Up to 900 people were feared dead after their boat sank on its way to Europe from Libya at the weekend, including many women and children locked below deck.

In total, about 1 800 migrants are reported to have died in the Mediterranean so far this year compared with fewer than 100 in the same period last year, the UN refugee agency says.

Ibrahim, a Sudanese telecoms tycoon, told the Global Philanthropy Forum on Wednesday that more Africans would leave the continent unless their governments did more to help the 20 million youngsters entering the job market each year.

“It will drive people to their deaths in the middle of the Mediterranean or violence in the streets unless we do something about it,” Ibrahim told the Forum, which brings together donors and investors.

“If we fail to train our kids for jobs of the future, we are in for a terrible, terrible future,” he said.

Roughly half of Africa's 1 billion population is under the age of 19 with unemployment rates equally high, Ibrahim said.
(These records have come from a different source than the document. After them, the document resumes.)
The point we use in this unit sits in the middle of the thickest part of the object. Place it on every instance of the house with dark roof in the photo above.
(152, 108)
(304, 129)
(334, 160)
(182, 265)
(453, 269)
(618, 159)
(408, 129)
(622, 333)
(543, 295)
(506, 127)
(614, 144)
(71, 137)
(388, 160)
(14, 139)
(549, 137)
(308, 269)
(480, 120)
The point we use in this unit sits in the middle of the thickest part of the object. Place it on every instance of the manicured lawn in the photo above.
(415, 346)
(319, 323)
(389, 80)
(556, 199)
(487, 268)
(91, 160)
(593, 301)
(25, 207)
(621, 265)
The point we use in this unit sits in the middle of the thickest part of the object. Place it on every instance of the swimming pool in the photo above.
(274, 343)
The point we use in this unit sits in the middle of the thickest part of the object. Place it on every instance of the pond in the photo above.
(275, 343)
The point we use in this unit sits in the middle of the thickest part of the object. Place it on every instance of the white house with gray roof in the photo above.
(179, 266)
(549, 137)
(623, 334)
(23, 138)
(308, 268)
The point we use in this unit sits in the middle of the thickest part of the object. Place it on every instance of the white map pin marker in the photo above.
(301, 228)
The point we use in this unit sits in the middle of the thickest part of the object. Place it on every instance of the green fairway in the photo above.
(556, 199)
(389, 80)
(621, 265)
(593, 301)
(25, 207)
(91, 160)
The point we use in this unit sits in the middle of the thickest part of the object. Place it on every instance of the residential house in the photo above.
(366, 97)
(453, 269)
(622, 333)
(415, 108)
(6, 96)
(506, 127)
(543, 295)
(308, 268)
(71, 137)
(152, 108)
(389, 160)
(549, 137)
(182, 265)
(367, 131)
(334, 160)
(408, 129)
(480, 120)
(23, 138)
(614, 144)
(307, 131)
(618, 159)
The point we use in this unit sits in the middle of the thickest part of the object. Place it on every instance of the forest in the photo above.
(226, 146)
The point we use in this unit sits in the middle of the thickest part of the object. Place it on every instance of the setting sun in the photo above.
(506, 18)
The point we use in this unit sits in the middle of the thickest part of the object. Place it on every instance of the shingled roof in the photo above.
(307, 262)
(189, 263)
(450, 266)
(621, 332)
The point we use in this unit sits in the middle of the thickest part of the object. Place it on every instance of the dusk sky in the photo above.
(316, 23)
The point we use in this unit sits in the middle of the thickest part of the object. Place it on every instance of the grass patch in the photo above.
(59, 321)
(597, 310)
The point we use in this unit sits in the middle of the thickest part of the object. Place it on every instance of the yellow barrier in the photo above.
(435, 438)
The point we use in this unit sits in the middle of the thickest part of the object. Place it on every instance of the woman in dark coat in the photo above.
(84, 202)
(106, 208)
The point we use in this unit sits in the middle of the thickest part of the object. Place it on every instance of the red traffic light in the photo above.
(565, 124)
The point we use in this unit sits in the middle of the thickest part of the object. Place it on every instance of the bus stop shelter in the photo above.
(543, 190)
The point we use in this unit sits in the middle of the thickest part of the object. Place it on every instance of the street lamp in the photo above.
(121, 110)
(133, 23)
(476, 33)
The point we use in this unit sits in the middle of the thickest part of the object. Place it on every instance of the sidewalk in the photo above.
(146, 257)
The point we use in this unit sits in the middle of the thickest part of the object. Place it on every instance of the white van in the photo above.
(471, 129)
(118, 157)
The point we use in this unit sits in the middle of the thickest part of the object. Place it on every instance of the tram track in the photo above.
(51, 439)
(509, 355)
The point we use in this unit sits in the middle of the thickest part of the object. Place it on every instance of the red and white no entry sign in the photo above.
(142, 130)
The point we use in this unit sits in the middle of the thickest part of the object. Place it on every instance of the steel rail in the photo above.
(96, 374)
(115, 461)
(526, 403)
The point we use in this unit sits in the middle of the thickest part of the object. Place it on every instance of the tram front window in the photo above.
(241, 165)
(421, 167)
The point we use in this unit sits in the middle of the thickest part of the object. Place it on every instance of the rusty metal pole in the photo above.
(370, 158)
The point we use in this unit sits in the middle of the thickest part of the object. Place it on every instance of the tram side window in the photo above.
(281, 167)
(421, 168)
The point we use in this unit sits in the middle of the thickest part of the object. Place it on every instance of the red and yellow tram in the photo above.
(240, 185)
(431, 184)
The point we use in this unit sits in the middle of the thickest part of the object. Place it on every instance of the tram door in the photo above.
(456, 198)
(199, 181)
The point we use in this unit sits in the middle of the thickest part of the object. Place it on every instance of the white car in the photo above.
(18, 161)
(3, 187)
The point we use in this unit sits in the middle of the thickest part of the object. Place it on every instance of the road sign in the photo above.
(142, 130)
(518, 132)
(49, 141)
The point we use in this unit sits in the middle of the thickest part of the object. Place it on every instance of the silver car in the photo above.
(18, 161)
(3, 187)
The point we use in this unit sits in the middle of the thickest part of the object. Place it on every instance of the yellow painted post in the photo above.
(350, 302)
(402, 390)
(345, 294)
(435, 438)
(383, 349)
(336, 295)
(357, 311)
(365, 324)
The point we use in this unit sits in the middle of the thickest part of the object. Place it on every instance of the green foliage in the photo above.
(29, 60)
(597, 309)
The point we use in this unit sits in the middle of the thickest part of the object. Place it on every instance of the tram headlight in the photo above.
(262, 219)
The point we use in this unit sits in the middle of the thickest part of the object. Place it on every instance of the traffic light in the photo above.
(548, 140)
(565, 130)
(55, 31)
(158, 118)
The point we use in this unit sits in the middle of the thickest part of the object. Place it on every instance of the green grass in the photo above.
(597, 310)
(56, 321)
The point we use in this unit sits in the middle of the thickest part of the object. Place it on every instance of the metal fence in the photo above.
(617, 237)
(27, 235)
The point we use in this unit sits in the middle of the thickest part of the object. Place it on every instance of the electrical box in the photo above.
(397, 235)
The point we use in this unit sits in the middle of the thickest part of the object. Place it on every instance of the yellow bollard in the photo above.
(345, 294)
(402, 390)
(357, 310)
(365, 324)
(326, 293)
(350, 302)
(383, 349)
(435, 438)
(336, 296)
Seventy percent of Africans make a living from agriculture, yet only 2 percent of university students study agricultural sciences, needed to improve land productivity and reduce hunger in Africa, he added.

Ibrahim, whose foundation publishes an index on African governance and rewards outstanding African leaders, said it was wrong to cast Africa as a centre of corruption and poor governance - problems that were global.

The chief executive of the Mo Ibrahim Foundation, his daughter Hadeel Ibrahim, said illicit financial flows and tax evasion sucked billions of dollars out of Africa each year, far more money than arrives as development aid.

More than 60 percent of that money is taken not through corruption but through corporate trade mispricing including by multinationals, she said.

“All this aid you are giving us, when you are taking out an awful lot and throwing us back pennies,” she told the Forum, urging a frank conversation about international finance and aid.

World Bank President Jim Yong Kim also told the Forum that illicit finance that robs developing countries of revenues was an issue that deserved more attention.